TERASBANDUNG.COM - Persib Bandung akan memaksimalkan pengamanan pertandingan kandang di kompetisi Liga 1 2023/2024. Pengamanan ketat tersebut dilakukan demi meminimalisir masalah yang kerap terjadi, soal flare.

Hal itu dilakukan demi mewujudkan kenyamanan dan keselamatan setiap pertandingan kandang Liga 1.

Persib akan melakoni laga perdananya di Liga 1 2023/2024 pada Minggu 2 Juli 2023, melawan Madura United di Stadion Gelora Bandung Lautan Api (GBLA), Gedebage Kota Bandung.

Koordinasipun telah dilakukan pihak Persib dengan Polrestabes. Pihak panpel pun mendapatkan banyak masukan dari pihak kepolisian untuk menciptakan situasi kondusif di pertandingan Persib.

Safety and Security Officer (SSO) Persib, Rinto Aria Sanjaya mengatakan, di laga kontra Madura United nanti, pihaknya akan menyiapkan 713 personel steward. Ratusan personel pengamanan itu disebar di sejumlah titik, termasuk area tribun.

Baca Juga : Intip Yuk Rahasia Mengolah Sate yang Pas untuk Sajian di Hari Raya Kurban, Dijamin Tak Kering dan Keras

Di pintu masuk, akan lebih ketat. Pengamanan ketat ini meliputi pemeriksaan tubuh untuk mebghindari penyelundupan flare yang bisa ditempel dalam anggota tubuh.

Rinto menegaskan pihaknya akan langsung mengambil tindakan tegas bila menemukan penonton yang membawa flare. Tindakan tegas itu berupa pemblokiran akun pemilik tiket hingga diserahkan kepada pihak kepolisian.

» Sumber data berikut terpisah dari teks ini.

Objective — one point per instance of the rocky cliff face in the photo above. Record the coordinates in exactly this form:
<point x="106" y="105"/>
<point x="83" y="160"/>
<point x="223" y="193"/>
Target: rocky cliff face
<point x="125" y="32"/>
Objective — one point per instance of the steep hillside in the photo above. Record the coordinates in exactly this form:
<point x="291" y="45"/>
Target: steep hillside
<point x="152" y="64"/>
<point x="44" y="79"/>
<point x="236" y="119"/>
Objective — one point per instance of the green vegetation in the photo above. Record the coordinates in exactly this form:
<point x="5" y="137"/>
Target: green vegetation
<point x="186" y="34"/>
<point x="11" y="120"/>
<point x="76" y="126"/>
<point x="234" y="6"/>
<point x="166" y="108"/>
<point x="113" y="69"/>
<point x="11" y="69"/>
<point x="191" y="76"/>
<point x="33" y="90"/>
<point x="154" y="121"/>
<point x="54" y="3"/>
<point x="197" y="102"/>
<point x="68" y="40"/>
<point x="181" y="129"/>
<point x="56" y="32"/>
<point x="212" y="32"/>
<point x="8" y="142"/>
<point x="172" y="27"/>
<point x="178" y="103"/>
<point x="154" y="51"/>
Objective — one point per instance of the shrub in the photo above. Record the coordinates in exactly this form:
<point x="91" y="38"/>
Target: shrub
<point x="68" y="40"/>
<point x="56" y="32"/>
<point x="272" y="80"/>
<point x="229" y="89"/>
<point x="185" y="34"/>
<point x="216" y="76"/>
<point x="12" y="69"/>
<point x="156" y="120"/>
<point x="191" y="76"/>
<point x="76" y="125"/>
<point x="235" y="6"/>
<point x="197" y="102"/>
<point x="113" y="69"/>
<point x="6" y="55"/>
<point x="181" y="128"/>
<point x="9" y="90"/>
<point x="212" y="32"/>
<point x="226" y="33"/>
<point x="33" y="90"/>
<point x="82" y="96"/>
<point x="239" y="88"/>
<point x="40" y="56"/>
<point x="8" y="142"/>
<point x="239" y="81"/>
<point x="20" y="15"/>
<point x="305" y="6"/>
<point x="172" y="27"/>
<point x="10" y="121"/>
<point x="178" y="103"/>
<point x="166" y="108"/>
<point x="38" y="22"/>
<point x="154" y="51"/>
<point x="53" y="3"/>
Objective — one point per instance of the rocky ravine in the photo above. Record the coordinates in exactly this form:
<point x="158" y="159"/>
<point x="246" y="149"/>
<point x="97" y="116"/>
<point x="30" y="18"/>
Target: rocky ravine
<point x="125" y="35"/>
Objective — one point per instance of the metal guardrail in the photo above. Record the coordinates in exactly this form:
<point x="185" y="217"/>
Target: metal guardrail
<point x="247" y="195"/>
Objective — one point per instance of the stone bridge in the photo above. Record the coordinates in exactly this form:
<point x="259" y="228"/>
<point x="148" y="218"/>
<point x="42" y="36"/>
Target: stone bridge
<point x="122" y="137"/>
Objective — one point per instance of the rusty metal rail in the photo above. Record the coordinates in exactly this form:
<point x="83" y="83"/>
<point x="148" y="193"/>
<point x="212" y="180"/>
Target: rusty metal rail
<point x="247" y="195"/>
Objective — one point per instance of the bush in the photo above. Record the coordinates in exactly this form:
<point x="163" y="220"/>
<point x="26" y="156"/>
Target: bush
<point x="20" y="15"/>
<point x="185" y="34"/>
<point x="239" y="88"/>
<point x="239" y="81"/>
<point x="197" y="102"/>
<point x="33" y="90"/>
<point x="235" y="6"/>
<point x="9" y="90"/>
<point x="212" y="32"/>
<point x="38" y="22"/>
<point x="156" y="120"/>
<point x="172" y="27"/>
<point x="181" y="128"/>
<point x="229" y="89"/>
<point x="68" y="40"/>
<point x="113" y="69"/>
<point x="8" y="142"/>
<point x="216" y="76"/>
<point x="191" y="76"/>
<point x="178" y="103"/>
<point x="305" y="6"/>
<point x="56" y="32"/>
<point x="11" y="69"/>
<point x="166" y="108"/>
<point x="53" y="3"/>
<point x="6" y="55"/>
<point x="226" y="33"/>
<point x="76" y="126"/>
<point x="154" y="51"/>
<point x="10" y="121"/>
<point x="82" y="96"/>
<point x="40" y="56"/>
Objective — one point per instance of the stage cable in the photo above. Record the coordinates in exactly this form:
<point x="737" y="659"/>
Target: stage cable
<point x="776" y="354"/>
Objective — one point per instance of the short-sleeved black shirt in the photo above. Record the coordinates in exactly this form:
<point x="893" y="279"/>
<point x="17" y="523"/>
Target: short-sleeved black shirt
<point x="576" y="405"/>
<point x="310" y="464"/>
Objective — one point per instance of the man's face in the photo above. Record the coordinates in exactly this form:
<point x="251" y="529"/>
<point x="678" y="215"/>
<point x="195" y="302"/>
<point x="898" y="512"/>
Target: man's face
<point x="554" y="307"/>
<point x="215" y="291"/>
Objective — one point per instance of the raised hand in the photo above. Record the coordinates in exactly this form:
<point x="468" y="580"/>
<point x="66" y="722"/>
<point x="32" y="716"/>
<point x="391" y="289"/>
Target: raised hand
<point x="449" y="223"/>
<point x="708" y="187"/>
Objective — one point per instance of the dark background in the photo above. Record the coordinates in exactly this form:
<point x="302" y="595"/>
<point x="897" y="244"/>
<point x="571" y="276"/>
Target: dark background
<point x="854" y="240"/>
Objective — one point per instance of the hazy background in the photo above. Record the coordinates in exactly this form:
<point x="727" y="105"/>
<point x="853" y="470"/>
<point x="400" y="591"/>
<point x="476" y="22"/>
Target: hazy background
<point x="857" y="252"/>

"Apabila ditemukan flare itu akan dipisahkan langsung, tiket gelang akan kami sita, tidak boleh menonton, dan akan langsung diserahkan ke polisi. Diblokir. Hari itu juga akan langsung," kata Rinto disadur dari REPUBLIKBOBOTOH.COM.

Pemblokiran akun tersebut sudah pernah dilakukan Persib di musim lalu, tepatnya pada pertandingan terakhir kontra Persikabo. Pada saat bersamaan akun pemilik flare akan diblokir.

"Gak bisa. Sudah ada contoh yang kemarin, pada pertandingan (terakhir) lawan Persikabo itu sudah kita data, dan dia tidak akan bisa nonton untuk pertandingan minggu besok," tutup Rinto.

Selain itu, Persib tengah mempertimbangkan untuk melarang penonton membawa makanan. Menurut pria yang akrab disapa Is itu, flare bisa diselundupkan melalui makanan yang dibawa penonton.

Baca Juga : Bus KPK Bakal Mampir ke Kota Bandung pada 2 Juli 2023, Ada Apa?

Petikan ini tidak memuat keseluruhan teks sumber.